Mevcut bütçe sistemimizin bugünkü işleyiş yapısı, 1980’den sonra yaşanan ekonomik ve siyasi dönüşümleri kavrayacak bir yapılandırmaya geçememesinin olumsuz sonuçlarını işleyişe somut bir şekilde yansıtmaktadır. Bu dönem süresince uygulanan

pragmatik kamu mali politikalarda bütçe sistemini daha karmaşık ve bilgi üretmeyen bir yapıya dönüştürmüştür.

1.3.1.2. Mali Saydamlık

Doğu Asya’da 1997’de yılında yaşanan finansal krizin tartışılması sürecinde geliştirilen yaklaşımlardan biri de ekonomide yaşanan gelişmelerin ve mevcut yapının resmini verecek olan bilginin üretilmesinde karşılaşılan problemlerdi. Bu anlamda piyasalarda yeterli açıklığın ve şeffaflığın olmaması krizin nedenlerinden birisi olarak gösterilmiştir (Polat, 2006: 41). Sadece Asya ekonomilerinde değil, diğer ülke ekonomilerinin resmi bütçe hesaplarının da ekonomilerin gerçek durumlarından daha sağlam bir görünüm sergiledikleri gözlenmiştir. Buradan hareketle başta uluslararası örgütler olmak üzere, dünyada doğru bilginin üretilmesi ve yayınlanmasını sağlamak üzere mali saydamlık konusunda çalışmalar yoğunlaşmıştır.

Şeffaflığın yeni kamu yönetimi anlayışı ve mali reformlarda taşıdığı önem nedeniyle Uluslararası Para Fonu (IMF)’nin Guvernörler Kurulu Geçici Komitesi üye ülkeler için 16 Nisan 1998 tarihinde yapılan toplantısında şeffaflık ilkesi bakımından ideal kuralları düzenleyen Mali Saydamlık İyi Uygulamalar Tüzüğü (Code of Good Practices on Fiscal Transparency) kabul edilmiştir (Sekizinci Beşyıllık Kalkınma Planı, 2000: 84).

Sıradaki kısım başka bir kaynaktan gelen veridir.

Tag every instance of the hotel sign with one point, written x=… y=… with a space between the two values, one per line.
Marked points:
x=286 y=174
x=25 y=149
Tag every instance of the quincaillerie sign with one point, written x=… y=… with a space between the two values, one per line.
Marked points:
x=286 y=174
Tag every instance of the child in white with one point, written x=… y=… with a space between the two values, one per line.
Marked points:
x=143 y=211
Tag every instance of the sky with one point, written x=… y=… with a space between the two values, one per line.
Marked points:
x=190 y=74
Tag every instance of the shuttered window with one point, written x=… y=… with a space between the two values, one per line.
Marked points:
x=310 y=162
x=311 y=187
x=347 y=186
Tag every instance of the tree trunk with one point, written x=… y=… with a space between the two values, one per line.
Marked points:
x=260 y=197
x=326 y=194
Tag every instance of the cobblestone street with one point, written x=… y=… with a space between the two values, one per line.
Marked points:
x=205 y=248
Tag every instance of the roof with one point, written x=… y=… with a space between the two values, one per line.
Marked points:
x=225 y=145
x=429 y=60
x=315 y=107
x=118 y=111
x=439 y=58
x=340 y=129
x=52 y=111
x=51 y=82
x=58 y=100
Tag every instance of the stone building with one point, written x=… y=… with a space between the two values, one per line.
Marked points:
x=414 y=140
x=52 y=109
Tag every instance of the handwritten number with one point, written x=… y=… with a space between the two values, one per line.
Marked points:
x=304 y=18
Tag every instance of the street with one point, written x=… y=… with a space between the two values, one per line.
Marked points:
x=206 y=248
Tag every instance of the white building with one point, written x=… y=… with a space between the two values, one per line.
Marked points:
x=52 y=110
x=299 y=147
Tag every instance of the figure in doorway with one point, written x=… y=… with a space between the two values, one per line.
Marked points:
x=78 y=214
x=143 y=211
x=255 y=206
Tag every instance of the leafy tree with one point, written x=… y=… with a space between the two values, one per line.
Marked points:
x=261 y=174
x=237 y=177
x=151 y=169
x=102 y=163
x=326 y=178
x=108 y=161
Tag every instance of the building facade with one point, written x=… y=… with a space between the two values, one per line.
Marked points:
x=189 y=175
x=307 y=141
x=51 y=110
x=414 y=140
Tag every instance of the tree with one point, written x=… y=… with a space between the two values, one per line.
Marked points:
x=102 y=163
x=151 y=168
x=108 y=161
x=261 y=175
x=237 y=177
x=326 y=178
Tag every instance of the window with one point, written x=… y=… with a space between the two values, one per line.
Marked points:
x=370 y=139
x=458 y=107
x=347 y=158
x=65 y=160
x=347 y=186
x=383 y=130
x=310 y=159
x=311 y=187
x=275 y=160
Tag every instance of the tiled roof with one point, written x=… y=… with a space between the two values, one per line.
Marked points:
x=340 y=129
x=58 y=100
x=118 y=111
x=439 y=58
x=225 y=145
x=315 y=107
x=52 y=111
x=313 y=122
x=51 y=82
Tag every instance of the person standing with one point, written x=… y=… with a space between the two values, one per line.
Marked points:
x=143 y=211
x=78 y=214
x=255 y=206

1.3.1.3. Parlamentonun Bütçe Sürecinde Etkinliği

Parlamenter rejim, kuvvetler ayrılığı fikrinden hareketle müşterek çalışma ve işte beraberlik esasını kabul eden rejim olarak nitelendirilmekte ve bu sistemde yürütme, yasamanın içinden çıkmakta ancak her türlü faaliyetten dolayı yasamaya karşı sorumlu bulunmaktadır. Yürütme organının o mali yıl içinde yapacağı işleri gösteren bir program olan bütçelerin onaylanması, siyasi denetleme işlevi açısından özel bir öneme sahiptir. Diğer bir deyişle, bütçe siyasal karar organlarının kamu idaresine kamu hizmetleri konusunda verdiği

bir sipariş listesidir. Halkın temsilcileri, devletin sağlamakla görevli olduğu hizmetlerin ve bu hizmetler için ayrılacak kaynakların tespitinde hak sahibidirler (Arslan, 2006: 74).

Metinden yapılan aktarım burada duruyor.